The popular PDF format is ideal for sharing your valuable content — Adobe Acrobat has ensured that almost anyone, on any computer system, can open a PDF file. And it’s a great way to ensure your content always looks and prints properly. But, while most leading search engines can now read and index the content of a PDF, they still have certain restrictions.
Here are some things that you can do to ready your PDFs for the web:
Make sure your PDFs are text based
To be sure that the content of a PDF file is recognisable by a search engine, the most important thing involves how the PDF file is created. Some PDF programs simply convert text into a large image — which the search engines cannot read. It is important to create the PDF file using a text-based editor like Microsoft Word or Adobe Acrobat, so that the text format is retained when the file is saved.
Optimise your PDF copy
Text contained in a PDF file is very similar to web copy, so try to employ SEO techniques. Use specific keywords in headings and subheads, as well as throughout the body of the PDF file. Where appropriate, include a detailed table of contents that includes keywords and phrases. And use the title as a header or footer throughout the document.
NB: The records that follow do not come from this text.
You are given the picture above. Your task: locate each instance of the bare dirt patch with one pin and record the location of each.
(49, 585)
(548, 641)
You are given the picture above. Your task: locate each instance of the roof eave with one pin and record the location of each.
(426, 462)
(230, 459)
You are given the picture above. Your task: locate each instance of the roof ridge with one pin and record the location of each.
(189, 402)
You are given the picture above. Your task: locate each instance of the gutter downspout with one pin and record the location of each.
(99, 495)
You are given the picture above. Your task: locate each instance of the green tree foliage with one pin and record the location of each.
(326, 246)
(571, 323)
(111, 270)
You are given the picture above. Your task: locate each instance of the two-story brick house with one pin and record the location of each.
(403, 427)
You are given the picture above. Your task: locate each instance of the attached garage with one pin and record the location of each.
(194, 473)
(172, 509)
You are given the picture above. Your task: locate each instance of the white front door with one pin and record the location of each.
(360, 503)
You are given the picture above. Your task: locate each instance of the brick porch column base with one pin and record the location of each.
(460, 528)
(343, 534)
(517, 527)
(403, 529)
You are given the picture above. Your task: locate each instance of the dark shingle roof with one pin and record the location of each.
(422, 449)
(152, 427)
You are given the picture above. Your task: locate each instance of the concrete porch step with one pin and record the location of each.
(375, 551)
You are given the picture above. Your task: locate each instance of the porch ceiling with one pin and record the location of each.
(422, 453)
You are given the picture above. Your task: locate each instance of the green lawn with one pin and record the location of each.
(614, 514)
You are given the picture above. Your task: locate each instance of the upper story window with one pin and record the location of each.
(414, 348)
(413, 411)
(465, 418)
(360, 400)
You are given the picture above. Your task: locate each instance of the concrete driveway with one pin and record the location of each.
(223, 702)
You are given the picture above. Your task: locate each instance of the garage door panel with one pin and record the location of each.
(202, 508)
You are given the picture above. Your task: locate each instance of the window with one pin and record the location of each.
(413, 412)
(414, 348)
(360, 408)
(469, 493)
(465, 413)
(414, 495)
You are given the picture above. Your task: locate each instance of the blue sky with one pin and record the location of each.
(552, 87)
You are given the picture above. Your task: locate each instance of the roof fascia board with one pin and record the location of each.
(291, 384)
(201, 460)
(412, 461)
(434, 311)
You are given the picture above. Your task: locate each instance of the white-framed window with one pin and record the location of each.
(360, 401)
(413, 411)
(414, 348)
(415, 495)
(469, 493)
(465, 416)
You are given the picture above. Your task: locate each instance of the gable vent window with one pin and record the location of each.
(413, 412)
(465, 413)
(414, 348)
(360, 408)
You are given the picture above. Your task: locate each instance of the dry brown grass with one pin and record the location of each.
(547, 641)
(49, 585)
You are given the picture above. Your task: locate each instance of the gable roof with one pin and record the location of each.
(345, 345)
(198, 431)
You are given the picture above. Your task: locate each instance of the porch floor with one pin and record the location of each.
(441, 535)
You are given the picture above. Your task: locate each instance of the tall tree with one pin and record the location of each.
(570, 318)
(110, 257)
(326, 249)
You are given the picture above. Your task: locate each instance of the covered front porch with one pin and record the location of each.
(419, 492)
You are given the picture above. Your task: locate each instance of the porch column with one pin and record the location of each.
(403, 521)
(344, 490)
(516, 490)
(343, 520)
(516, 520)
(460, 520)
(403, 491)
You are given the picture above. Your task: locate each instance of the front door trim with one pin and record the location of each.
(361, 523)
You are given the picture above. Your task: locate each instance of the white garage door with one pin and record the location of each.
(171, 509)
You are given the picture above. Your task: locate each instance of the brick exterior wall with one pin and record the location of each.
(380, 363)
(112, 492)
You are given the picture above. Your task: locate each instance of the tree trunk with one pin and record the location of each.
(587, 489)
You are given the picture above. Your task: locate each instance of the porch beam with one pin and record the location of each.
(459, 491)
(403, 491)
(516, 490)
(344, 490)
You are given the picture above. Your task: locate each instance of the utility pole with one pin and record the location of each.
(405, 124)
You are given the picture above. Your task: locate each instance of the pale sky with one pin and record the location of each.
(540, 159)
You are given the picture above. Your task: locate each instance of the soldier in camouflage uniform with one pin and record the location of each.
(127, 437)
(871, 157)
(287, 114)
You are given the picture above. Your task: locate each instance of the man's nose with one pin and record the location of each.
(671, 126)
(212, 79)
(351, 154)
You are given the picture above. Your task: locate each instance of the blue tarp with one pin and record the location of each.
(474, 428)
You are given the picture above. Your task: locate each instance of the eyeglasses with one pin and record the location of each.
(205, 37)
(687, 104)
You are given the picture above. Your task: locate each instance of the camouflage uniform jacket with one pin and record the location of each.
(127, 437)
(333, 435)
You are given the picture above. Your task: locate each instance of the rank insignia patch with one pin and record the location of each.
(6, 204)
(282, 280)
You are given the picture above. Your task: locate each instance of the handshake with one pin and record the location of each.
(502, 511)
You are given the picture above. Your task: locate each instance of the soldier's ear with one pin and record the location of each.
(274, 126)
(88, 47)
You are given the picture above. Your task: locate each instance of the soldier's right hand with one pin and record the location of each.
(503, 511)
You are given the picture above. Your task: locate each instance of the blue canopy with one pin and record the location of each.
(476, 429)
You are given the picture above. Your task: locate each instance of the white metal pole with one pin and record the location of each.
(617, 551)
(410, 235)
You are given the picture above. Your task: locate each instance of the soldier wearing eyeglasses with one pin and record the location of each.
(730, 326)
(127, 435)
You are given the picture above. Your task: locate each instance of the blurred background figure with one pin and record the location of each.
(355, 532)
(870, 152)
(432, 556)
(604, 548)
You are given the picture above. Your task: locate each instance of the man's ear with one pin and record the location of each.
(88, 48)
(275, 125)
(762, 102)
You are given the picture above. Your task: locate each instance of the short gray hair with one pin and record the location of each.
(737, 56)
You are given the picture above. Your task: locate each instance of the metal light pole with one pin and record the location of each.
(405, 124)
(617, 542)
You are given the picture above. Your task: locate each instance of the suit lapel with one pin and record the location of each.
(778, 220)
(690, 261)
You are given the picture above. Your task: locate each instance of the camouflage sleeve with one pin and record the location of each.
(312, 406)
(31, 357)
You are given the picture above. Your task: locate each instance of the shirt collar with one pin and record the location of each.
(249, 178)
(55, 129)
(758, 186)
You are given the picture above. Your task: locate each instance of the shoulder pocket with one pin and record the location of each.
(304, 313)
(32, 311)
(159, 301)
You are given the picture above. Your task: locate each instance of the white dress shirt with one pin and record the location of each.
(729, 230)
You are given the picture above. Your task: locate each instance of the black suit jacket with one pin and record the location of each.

Complete the document properties
All PDF files must include an appropriate title, to prevent search engines from yielding untitled PDF files — making it difficult for a person viewing search results to tell if this file is useful to them. If you haven’t added this information in the source program before saving as a PDF, you can use Adobe Acrobat to add it.
At the same time, ensure you have defined metadata properties within the PDF file — this generally constitutes Title, Author, Subject and Keywords. Search tools use this information to index your PDF. If the document creator hasn’t entered that information, the indexer may attempt to generate it — potentially mislabelling your valuable content.
Optimise the links to the PDF
In order for a PDF file to be indexed, the search engine must be able to find it. The links to the PDF files should be on a web page that is frequently spidered by search engines. Not hidden deep in your website.
If you’re not using the PDF/document title, use related keywords or a keyword phrase in the text of the link itself, and in the text immediately surrounding the link.
Build links into your PDF
Make sure you include links in your PDFs, and pay attention to the anchor text used. Search engines do recognise these links. So make sure these important hyperlinked words give them, and your visitors, useful information about the content of the page you’re linking to.
In addition to including links in PDFs for search-related purposes, there’s also a good business reason. Often, PDFs are passed along to others via email. Accordingly, a reader may be viewing the PDF in isolation (i.e., not associated with your website). By placing links into PDFs, you give these readers an easy way to click back into your site, where you can further influence them.